BcE Yeh. 18:25-28; Flp. 2:1-11; Mat. 21:28-32
Nabi Yehezkiel mengajak bangsa Israel untuk bertobat, yaitu meninggalkan kefasikan; menggantinya dengan melakukan keadilan dan kebenaran. Pertobatan ini penting sekali, sebab dengan bertobat orang akan selamat. “…..kalau orang fasik bertobat dari kefasikan yang dilakukannya dan ia melakukan keadilan dan kebenaran, ia akan menyelamatkan nyawanya.” (Yeh. 18: 27).
Orang yang bertobat, selain mengarahkan pandangan hidupnya kepada Allah, juga kepada sesama manusia. Yaitu dengan mengutamakan kepentingan orang lain dari pada kepentingan dirinya sendiri. (bdk. Flp. 2:3-4). Melalui bacaan pada hari Minggu ini, Nabi Yehezkiel dan Santo Paulus mengajak kita juga untuk membangun pertobatan. Salah satu aspek yang memungkinkan kita bertobat adalah sikap rendah hati, baik di hadapan Allah maupun dalam pergaulan hidup sehari-hari dengan sesama.

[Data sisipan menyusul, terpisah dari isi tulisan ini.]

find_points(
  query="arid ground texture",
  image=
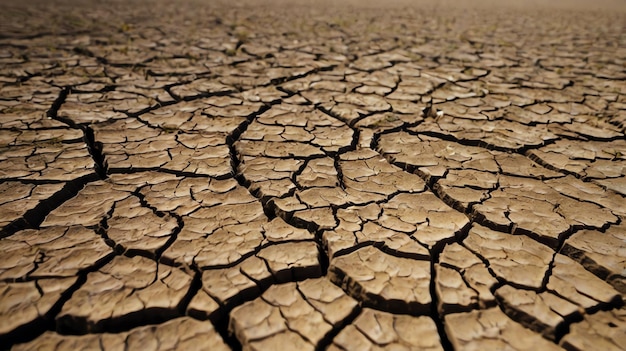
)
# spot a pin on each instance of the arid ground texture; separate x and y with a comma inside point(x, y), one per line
point(303, 175)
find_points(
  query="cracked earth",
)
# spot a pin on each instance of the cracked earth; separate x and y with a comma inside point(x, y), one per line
point(264, 175)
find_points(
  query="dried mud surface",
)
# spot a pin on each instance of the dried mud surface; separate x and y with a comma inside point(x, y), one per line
point(270, 175)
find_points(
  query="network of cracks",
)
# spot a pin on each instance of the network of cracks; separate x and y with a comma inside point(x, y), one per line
point(251, 187)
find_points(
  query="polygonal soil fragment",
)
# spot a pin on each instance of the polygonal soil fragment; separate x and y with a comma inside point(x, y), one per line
point(475, 275)
point(604, 254)
point(491, 329)
point(513, 258)
point(275, 264)
point(178, 334)
point(604, 330)
point(24, 303)
point(302, 312)
point(126, 290)
point(571, 281)
point(544, 313)
point(377, 330)
point(17, 199)
point(383, 281)
point(51, 252)
point(57, 155)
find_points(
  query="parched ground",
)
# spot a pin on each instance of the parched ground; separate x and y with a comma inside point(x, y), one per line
point(312, 175)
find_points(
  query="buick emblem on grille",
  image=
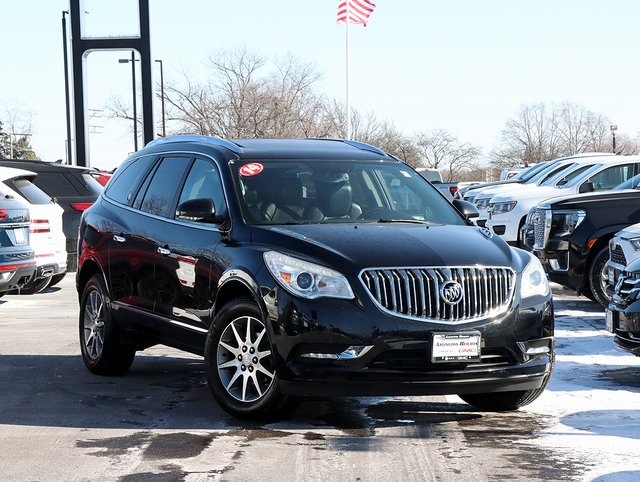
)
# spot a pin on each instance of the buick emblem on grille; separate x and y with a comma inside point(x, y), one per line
point(451, 292)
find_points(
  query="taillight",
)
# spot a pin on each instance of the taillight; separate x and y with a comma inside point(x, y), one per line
point(13, 267)
point(39, 226)
point(80, 206)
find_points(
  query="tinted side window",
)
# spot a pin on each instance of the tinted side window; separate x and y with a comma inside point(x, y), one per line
point(127, 178)
point(29, 191)
point(612, 176)
point(55, 184)
point(162, 191)
point(203, 181)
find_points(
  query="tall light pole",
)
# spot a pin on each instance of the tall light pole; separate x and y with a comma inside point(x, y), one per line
point(164, 126)
point(66, 83)
point(135, 109)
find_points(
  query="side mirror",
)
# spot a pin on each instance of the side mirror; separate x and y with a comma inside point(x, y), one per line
point(199, 210)
point(586, 187)
point(467, 209)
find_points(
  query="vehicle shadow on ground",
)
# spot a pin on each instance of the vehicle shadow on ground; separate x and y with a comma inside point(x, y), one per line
point(165, 392)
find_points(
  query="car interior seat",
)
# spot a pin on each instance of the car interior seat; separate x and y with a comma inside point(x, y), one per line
point(335, 198)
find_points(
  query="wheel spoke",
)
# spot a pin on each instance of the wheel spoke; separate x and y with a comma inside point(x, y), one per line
point(256, 384)
point(233, 379)
point(239, 340)
point(231, 349)
point(245, 379)
point(245, 370)
point(247, 339)
point(230, 364)
point(266, 372)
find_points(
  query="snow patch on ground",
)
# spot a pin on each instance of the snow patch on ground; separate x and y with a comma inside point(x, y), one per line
point(594, 393)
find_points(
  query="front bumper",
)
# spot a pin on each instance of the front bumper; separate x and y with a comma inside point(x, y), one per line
point(398, 357)
point(624, 323)
point(506, 228)
point(17, 278)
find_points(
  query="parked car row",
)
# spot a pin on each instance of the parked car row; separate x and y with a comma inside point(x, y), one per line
point(55, 196)
point(578, 215)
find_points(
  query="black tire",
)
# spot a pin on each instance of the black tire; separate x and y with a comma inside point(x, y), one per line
point(240, 365)
point(597, 283)
point(35, 286)
point(56, 278)
point(102, 351)
point(507, 401)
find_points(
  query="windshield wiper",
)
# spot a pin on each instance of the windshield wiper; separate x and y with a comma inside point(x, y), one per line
point(411, 221)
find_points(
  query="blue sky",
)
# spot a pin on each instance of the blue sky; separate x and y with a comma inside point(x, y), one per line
point(463, 65)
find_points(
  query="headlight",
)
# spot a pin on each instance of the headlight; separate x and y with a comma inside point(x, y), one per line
point(305, 279)
point(501, 208)
point(534, 280)
point(635, 242)
point(564, 223)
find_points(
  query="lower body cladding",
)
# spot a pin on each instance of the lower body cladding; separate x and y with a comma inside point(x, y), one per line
point(624, 323)
point(341, 348)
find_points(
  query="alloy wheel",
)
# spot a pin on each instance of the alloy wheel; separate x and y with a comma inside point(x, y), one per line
point(93, 323)
point(244, 361)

Itu sebabnya, Santo Paulus melalui suratnya yang ditujukan kepada umat di Filipi, mengingatkan kepada kita untuk meneladan sikap Yesus Kristus, yang telah “merendahkan diri-Nya dan taat sampai mati, bahkan mati di kayu salib” (Flp. 2:8).
Aspek lain yang mendukung kita untuk melakukan pertobatan adalah penyesalan terhadap kesalahan yang telah dilakukan, dan kepercayaan kepada Allah yang maharahim (bdk. Mat. 21:32).
Semoga sikap rendah hati, rasa sesal atas kesalahan, dan kepercayaan akan kerahiman Allah, senantiasa ada dalam diri kita, sehingga kita senantiasa membangun sikap tobat.